D’entrée de jeu, Pierre Lumbi estime que c’est une « plaisanterie ». « Nangaa n’est pas du tout sérieux. Vu cette annonce, quand on comptabilise ce qu’il a dit, il s’agit d’au-delà de 2019. En plus, il ajoute qu’il n’est pas sûr que ces élections aient lieu à la date que lui-même a annoncée.

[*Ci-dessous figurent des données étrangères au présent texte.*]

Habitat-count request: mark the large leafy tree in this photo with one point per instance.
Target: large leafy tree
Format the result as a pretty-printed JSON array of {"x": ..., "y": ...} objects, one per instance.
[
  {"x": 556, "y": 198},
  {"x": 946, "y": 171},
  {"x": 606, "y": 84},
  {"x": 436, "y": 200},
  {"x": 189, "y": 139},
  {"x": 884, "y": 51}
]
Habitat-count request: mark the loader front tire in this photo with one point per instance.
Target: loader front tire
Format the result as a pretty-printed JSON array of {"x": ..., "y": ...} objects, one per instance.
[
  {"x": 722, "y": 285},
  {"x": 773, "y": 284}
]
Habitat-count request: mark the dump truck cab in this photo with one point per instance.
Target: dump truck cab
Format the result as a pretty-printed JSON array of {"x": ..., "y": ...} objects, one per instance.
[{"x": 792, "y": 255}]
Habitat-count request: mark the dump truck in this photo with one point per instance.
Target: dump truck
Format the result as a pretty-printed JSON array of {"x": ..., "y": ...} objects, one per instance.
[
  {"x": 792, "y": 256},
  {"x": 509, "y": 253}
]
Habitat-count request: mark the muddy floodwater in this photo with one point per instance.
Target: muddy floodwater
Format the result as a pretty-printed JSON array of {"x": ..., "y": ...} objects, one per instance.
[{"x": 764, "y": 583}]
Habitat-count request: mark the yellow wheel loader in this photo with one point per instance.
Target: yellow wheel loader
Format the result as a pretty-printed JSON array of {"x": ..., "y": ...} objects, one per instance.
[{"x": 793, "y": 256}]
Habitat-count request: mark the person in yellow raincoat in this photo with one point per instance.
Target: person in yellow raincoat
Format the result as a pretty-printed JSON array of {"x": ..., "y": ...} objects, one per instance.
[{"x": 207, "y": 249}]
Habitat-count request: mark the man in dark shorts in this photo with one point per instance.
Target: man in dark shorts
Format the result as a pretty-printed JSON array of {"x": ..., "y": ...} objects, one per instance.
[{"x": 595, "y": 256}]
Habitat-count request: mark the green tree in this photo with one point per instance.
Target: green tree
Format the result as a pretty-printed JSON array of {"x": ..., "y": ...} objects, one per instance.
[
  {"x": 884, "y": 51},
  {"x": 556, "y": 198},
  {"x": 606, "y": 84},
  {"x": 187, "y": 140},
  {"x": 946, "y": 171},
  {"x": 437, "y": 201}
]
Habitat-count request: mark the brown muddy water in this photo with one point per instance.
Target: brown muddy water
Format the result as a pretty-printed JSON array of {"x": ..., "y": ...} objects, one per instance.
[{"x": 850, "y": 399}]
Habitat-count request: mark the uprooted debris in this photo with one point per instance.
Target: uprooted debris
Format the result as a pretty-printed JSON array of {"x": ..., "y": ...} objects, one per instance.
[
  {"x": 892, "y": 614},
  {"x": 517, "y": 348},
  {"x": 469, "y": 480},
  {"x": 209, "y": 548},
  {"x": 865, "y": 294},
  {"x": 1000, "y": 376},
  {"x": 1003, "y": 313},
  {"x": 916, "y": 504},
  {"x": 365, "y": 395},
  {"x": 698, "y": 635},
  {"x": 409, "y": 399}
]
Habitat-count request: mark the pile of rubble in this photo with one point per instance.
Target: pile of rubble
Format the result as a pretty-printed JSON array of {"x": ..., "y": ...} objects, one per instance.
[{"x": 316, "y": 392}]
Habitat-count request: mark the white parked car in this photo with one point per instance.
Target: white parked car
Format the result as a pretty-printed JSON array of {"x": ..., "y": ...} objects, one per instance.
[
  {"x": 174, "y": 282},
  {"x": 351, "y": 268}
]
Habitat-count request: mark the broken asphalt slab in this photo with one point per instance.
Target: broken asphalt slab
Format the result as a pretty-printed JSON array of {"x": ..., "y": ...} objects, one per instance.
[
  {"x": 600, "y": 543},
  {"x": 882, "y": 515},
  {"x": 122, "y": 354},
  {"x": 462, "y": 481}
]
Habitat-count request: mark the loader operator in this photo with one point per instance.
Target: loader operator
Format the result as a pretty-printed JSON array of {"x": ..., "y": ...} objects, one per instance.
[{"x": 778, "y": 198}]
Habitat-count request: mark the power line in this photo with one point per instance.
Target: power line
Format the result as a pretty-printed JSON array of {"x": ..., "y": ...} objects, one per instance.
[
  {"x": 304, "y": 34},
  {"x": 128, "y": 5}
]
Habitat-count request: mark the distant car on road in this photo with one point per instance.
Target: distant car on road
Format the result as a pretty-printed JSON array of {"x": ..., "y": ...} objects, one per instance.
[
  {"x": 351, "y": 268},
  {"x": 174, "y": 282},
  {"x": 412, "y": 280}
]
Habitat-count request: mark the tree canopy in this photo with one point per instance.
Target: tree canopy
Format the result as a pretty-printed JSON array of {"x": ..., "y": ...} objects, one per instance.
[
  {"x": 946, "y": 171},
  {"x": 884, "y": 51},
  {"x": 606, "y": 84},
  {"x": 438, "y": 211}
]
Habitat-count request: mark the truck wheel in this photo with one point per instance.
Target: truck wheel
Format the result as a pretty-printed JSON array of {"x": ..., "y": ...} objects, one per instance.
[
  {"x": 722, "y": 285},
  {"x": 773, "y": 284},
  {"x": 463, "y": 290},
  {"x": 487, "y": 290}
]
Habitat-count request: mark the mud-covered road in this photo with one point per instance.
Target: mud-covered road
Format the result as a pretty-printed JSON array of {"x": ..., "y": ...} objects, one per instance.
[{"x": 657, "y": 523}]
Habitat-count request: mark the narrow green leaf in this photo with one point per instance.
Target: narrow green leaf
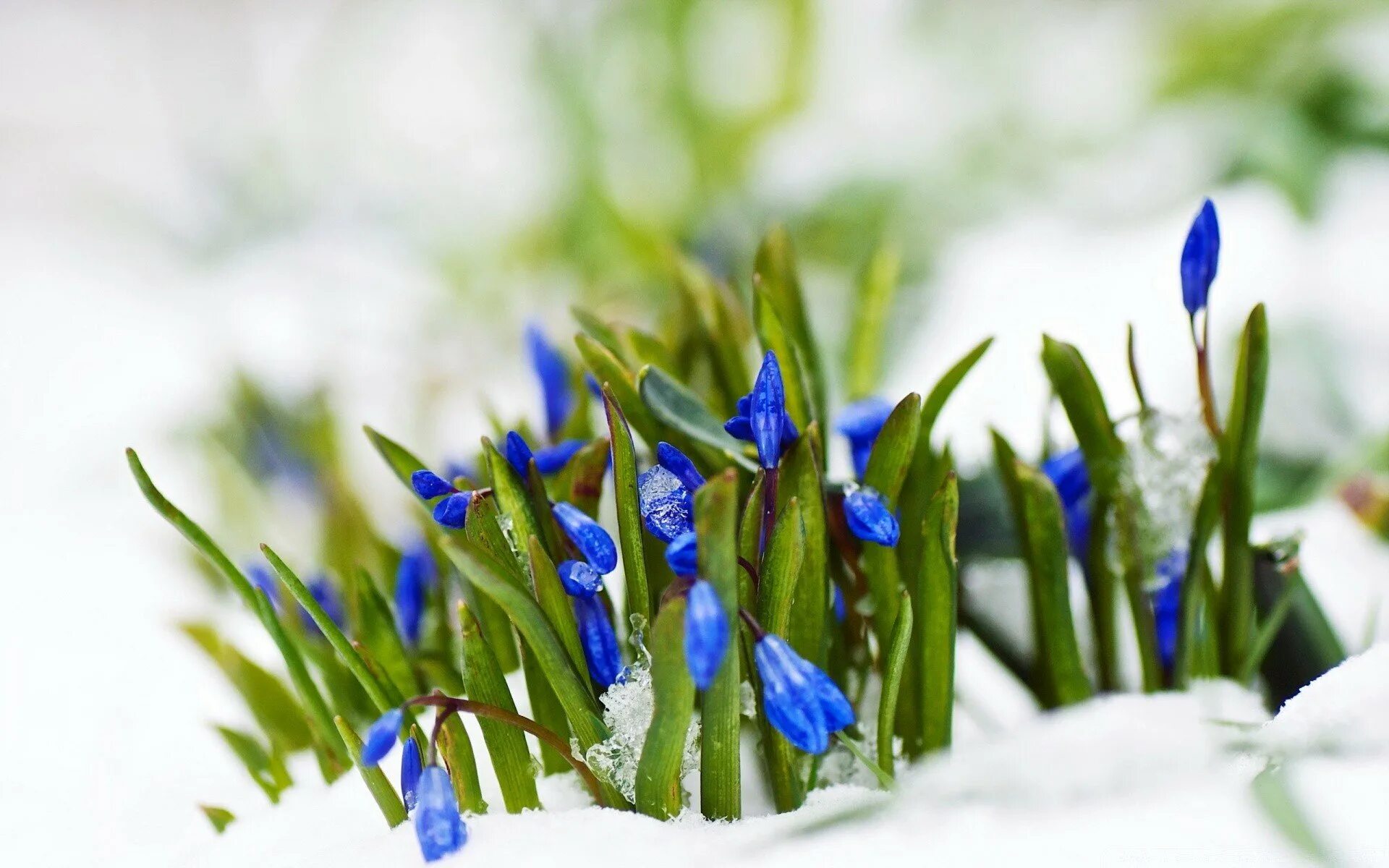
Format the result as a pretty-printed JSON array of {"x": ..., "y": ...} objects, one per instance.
[
  {"x": 628, "y": 509},
  {"x": 381, "y": 791},
  {"x": 659, "y": 770},
  {"x": 715, "y": 522},
  {"x": 682, "y": 410},
  {"x": 1239, "y": 456},
  {"x": 892, "y": 670},
  {"x": 506, "y": 745},
  {"x": 867, "y": 338}
]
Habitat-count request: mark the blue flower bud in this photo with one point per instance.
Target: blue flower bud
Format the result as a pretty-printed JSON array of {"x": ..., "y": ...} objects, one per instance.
[
  {"x": 410, "y": 770},
  {"x": 800, "y": 700},
  {"x": 381, "y": 738},
  {"x": 598, "y": 639},
  {"x": 438, "y": 825},
  {"x": 553, "y": 459},
  {"x": 553, "y": 373},
  {"x": 706, "y": 634},
  {"x": 430, "y": 485},
  {"x": 519, "y": 454},
  {"x": 682, "y": 555},
  {"x": 588, "y": 537},
  {"x": 870, "y": 519},
  {"x": 667, "y": 506},
  {"x": 579, "y": 579},
  {"x": 453, "y": 510},
  {"x": 860, "y": 424},
  {"x": 1200, "y": 258},
  {"x": 677, "y": 463}
]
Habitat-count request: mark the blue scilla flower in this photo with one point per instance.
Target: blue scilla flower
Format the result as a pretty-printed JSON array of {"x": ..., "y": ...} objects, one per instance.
[
  {"x": 1200, "y": 258},
  {"x": 438, "y": 825},
  {"x": 870, "y": 519},
  {"x": 860, "y": 424},
  {"x": 381, "y": 738},
  {"x": 588, "y": 537},
  {"x": 682, "y": 555},
  {"x": 800, "y": 700},
  {"x": 598, "y": 639},
  {"x": 410, "y": 770},
  {"x": 706, "y": 634},
  {"x": 553, "y": 373},
  {"x": 762, "y": 414},
  {"x": 1069, "y": 474},
  {"x": 1167, "y": 603},
  {"x": 579, "y": 579}
]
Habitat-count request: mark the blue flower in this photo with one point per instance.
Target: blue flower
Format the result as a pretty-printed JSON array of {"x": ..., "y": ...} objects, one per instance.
[
  {"x": 1069, "y": 474},
  {"x": 800, "y": 700},
  {"x": 598, "y": 639},
  {"x": 667, "y": 506},
  {"x": 410, "y": 768},
  {"x": 588, "y": 535},
  {"x": 860, "y": 422},
  {"x": 579, "y": 579},
  {"x": 1167, "y": 605},
  {"x": 706, "y": 634},
  {"x": 870, "y": 519},
  {"x": 438, "y": 824},
  {"x": 553, "y": 373},
  {"x": 682, "y": 555},
  {"x": 1200, "y": 258},
  {"x": 381, "y": 738},
  {"x": 415, "y": 575},
  {"x": 762, "y": 416}
]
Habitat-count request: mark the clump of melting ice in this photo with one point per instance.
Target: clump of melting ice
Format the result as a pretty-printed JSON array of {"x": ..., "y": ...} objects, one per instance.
[
  {"x": 628, "y": 709},
  {"x": 1167, "y": 457}
]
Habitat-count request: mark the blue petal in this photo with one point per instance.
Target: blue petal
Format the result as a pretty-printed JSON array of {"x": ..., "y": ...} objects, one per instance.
[
  {"x": 1200, "y": 258},
  {"x": 430, "y": 485},
  {"x": 579, "y": 579},
  {"x": 706, "y": 634},
  {"x": 453, "y": 510},
  {"x": 438, "y": 824},
  {"x": 682, "y": 555},
  {"x": 598, "y": 639},
  {"x": 676, "y": 461},
  {"x": 410, "y": 768},
  {"x": 553, "y": 373},
  {"x": 870, "y": 519},
  {"x": 381, "y": 738},
  {"x": 667, "y": 506},
  {"x": 588, "y": 535}
]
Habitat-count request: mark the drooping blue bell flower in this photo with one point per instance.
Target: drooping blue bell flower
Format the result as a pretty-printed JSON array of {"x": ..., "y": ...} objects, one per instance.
[
  {"x": 868, "y": 517},
  {"x": 800, "y": 700},
  {"x": 860, "y": 424},
  {"x": 762, "y": 414},
  {"x": 706, "y": 634},
  {"x": 588, "y": 537},
  {"x": 682, "y": 555},
  {"x": 410, "y": 770},
  {"x": 667, "y": 506},
  {"x": 598, "y": 639},
  {"x": 438, "y": 824},
  {"x": 553, "y": 373},
  {"x": 579, "y": 579},
  {"x": 381, "y": 738},
  {"x": 1200, "y": 258}
]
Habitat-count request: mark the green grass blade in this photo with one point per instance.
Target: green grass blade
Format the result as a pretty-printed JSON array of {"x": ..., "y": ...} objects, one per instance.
[
  {"x": 506, "y": 745},
  {"x": 381, "y": 791},
  {"x": 659, "y": 770},
  {"x": 628, "y": 509},
  {"x": 715, "y": 521},
  {"x": 896, "y": 663}
]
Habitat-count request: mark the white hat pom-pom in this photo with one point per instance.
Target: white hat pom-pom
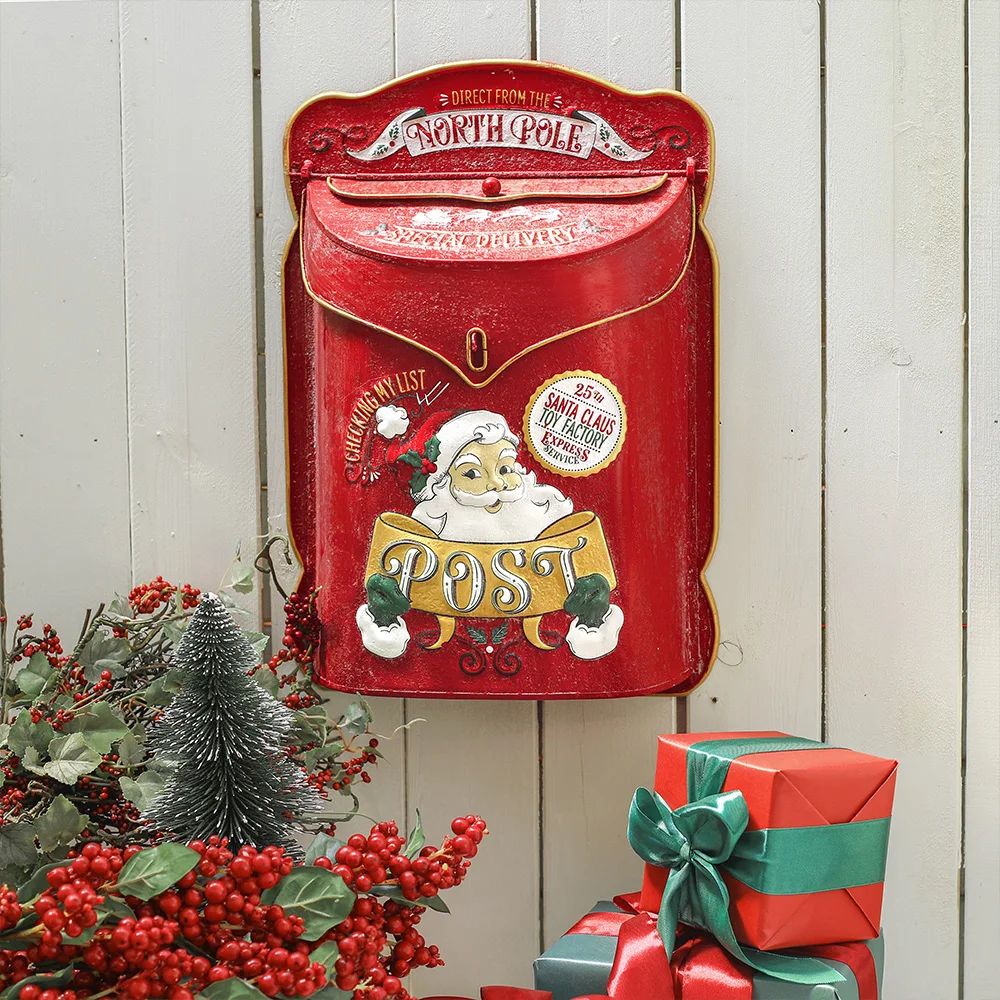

Ça ressemble beaucoup à une escroquerie morale et politique », a-t-il déploré.

 

« Le Rassemblement a une feuille de route à actualiser »

 

Préoccupé, Pierre Lumbi propose une voie de sortie de crise. Ce mécanisme passe par l’invitation du peuple à s’auto libérer. « Nous allons amener notre peuple à la lutte, à se prendre en charge comme nous l’avons dit. Le Rassemblement a une feuille de route qui va être actualisée très rapidement de façon à ce qu’on puisse donner une réponse appropriée à Kabila et Nangaa », a-t-il soutenu.

 

Face à la question de dédoublement des partis politiques qui se pose avec acuité, le président du Conseil des sages du Rassemblement s’explique : « Nous ne sommes pas du tout inquiets. Ce problème ressemble à tout autre problème lié à l’Accord de la Saint-Sylvestre qui n’a pas été réglé par la Majorité présidentielle et par ceux qui les ont suivis. Ça sera réglé par la lutte que notre peuple va entreprendre maintenant », a-t-il martelé.

 

Contrairement à ceux qui pensent que le Rassemblement veut placer le pays dans une voie apocalyptique sans lendemain, Pierre Lumbi réplique : « l’apocalypse viendrait d’où ? C’est un langage de la Majorité. Il n’y aura pas de violences. Notre action a toujours été pacifique. Ce sont ceux qui programment la répression violente qui pourraient en porter la responsabilité ».

 

Poursuivant sa communication, l’intervenant décline le sens du combat de son mouvement. « Lorsque nous appelons notre peuple à se prendre en charge, nous disons très clairement que c’est par des actions pacifiques. Et nous ne voyons pas comment un peuple qui se lève pour revendiquer ses droits et qui le fait pacifiquement, conformément à la Constitution, que cela crée l’apocalypse », a-t-il fustigé.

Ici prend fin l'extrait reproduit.